The Integrated Team Care Program is a crucial initiative designed to enhance the health management of Aboriginal and Torres Strait Islander people who are living with complex chronic health conditions. This program is structured to connect individuals with a comprehensive network of support, including care coordinators, Aboriginal outreach workers, supplementary services, and vital social supports.
Initially launched in 2016 and running through to 2022, the integrated team care program has been recognized for its positive impact and has been recommissioned in an enhanced format, extending its reach until 2025. This recommissioning underscores the ongoing commitment to improving healthcare access and outcomes for Aboriginal and Torres Strait Islander communities.
Enhanced Objectives of the ITC Program
The enhanced integrated team care program builds upon its initial success by incorporating psychosocial funding into its core objectives.

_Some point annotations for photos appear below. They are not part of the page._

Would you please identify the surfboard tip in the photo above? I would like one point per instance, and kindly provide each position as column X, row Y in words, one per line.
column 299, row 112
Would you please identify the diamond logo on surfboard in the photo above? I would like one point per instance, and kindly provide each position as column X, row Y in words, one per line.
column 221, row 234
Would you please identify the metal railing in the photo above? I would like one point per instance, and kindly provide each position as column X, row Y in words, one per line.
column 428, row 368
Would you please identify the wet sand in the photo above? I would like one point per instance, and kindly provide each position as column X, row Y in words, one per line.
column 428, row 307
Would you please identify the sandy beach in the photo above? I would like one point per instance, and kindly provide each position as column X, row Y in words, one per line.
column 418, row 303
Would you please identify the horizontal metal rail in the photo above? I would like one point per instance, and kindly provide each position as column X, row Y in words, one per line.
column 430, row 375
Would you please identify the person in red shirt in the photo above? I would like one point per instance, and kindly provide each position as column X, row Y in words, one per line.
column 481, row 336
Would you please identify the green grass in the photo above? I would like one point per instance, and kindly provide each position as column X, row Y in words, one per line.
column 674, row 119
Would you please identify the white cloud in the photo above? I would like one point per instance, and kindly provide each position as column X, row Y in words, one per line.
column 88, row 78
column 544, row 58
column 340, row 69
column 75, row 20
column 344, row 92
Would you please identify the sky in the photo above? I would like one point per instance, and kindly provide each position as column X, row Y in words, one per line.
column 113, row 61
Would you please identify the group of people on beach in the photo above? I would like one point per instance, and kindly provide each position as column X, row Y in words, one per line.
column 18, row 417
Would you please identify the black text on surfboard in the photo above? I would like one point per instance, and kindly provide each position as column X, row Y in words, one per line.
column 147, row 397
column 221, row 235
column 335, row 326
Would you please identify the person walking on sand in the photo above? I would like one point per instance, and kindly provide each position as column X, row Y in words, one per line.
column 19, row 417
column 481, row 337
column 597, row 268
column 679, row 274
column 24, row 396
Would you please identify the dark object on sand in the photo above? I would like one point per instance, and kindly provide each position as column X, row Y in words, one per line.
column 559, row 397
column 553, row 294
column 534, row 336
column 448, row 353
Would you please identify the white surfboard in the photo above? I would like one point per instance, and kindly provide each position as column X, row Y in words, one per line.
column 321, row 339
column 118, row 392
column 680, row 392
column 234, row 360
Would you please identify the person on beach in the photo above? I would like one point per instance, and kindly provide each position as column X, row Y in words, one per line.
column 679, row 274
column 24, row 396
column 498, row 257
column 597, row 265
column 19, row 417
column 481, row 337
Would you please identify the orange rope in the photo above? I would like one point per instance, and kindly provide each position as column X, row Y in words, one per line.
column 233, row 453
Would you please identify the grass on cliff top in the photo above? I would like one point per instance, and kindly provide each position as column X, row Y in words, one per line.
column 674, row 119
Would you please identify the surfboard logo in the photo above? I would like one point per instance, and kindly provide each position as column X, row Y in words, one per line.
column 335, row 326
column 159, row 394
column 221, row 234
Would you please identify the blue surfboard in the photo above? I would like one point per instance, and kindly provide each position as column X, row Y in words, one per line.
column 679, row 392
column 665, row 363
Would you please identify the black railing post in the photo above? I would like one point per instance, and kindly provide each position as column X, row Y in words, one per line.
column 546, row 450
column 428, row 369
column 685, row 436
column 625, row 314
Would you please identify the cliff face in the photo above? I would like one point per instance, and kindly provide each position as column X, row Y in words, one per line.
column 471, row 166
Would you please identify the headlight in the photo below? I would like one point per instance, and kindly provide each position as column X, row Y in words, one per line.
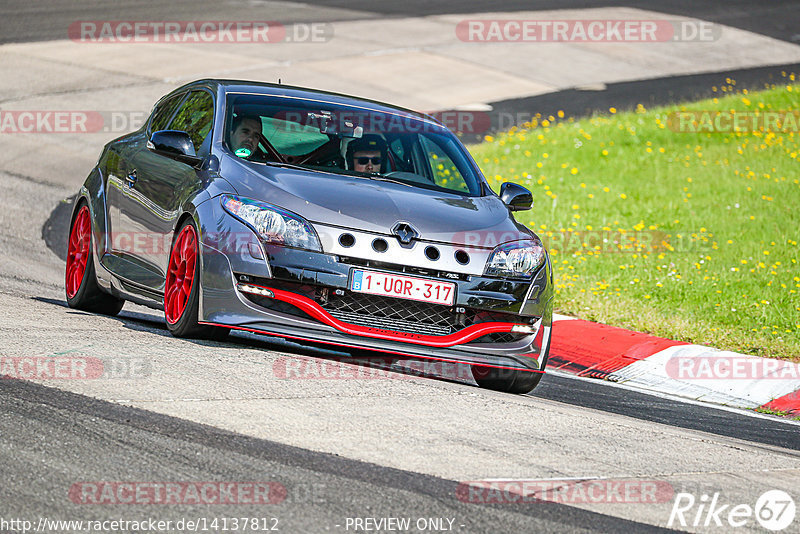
column 516, row 259
column 273, row 224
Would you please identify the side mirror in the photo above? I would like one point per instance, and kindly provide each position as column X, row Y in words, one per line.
column 516, row 197
column 174, row 144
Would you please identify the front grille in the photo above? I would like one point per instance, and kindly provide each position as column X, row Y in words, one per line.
column 391, row 313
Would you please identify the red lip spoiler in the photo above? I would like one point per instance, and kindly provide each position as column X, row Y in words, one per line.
column 456, row 338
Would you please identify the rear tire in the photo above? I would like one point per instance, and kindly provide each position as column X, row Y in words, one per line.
column 182, row 288
column 506, row 380
column 80, row 280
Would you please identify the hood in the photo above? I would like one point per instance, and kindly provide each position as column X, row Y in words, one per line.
column 377, row 206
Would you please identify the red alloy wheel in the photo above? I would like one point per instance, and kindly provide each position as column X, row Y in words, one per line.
column 180, row 274
column 78, row 252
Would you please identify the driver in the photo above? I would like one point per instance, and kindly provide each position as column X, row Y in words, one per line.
column 245, row 137
column 367, row 154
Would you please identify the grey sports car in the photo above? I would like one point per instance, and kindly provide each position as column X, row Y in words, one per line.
column 315, row 217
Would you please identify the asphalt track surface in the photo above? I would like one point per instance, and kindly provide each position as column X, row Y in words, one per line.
column 51, row 438
column 22, row 20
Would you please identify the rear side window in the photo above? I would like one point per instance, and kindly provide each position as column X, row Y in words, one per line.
column 195, row 117
column 163, row 113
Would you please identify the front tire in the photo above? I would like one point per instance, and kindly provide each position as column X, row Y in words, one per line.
column 506, row 380
column 182, row 287
column 80, row 280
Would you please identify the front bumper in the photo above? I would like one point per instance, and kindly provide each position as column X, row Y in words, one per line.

These objectives are strategically designed to create a holistic and effective healthcare framework:
- Improved Chronic Condition Management: The primary aim is to contribute to significantly better treatment and management of chronic conditions for Aboriginal and Torres Strait Islander individuals enrolled in the program. This involves personalized care plans and consistent monitoring to ensure effective health management.
- Enhanced Access to Healthcare: By providing care coordination and supplementary services, the program directly improves access to appropriate healthcare for eligible Aboriginal and Torres Strait Islander people dealing with chronic diseases. This reduces barriers to healthcare and ensures timely and relevant interventions.
- Fostering Collaboration in Healthcare: The integrated team care program is designed to foster strong collaboration and mutual support between mainstream primary care services and the Aboriginal health sector. This partnership ensures culturally sensitive and effective healthcare delivery.
- Building Capacity for Culturally Appropriate Care: A key objective is to enhance the capacity of mainstream primary care services to deliver culturally appropriate services tailored to the unique needs of Aboriginal and Torres Strait Islander people. Cultural competency training and resources are integral to this objective.
- Increased Utilization of MBS Items: The program aims to increase the uptake of specific Medicare Benefits Schedule (MBS) items designed for Aboriginal and Torres Strait Islander people. This includes promoting Health Assessments for Aboriginal and Torres Strait Islander people (MBS item 715) and subsequent follow-up items, ensuring access to entitled benefits.
- Community-Based Psychosocial Support: Recognizing the critical link between social and emotional wellbeing and physical health, the enhanced program provides non-clinical, community-based supports. These are aimed at improving the social and emotional wellbeing of participants, their families, and their wider community, addressing holistic health needs.
This sixth objective, emphasized by NWMPHN, highlights the program’s evolution towards a more comprehensive approach. By integrating social and emotional wellbeing support, the integrated team care program aims to holistically improve clients’ capacity to manage their chronic health conditions, acknowledging the interconnectedness of mental, emotional, and physical health. This enhancement was a direct response to consultations with healthcare providers and community members, who stressed the positive impact of SEWB support on overall health outcomes and engagement with healthcare services.
Eligibility for the Integrated Team Care Program
To be eligible for the integrated team care program, individuals must meet specific criteria to ensure that the program reaches those who need it most:
- Indigenous Identity: Clients must identify as Aboriginal and/or Torres Strait Islander.
- Complex Chronic Conditions: Participants are required to have complex chronic health conditions that necessitate ongoing and coordinated care.
- Need for Care Coordination: Eligibility includes those who require care coordination or Aboriginal outreach worker support to effectively manage their chronic health conditions.
- GP Referral: Referral by a General Practitioner (GP) is necessary, initiated through an Aboriginal and Torres Strait Islander Peoples Health Assessment (MBS item 715) or a Chronic Disease GP Management Plan (MBS item 721).
Experienced Service Providers
The recommissioned integrated team care program is implemented by four experienced service providers. These providers have a proven track record of delivering the ITC program effectively for over seven years. Their established presence and deep-rooted connections within Aboriginal and Torres Strait Islander communities are vital to the program’s success. These strong relationships ensure trust, cultural understanding, and effective program delivery, ultimately leading to better health outcomes for participants within the integrated team care program.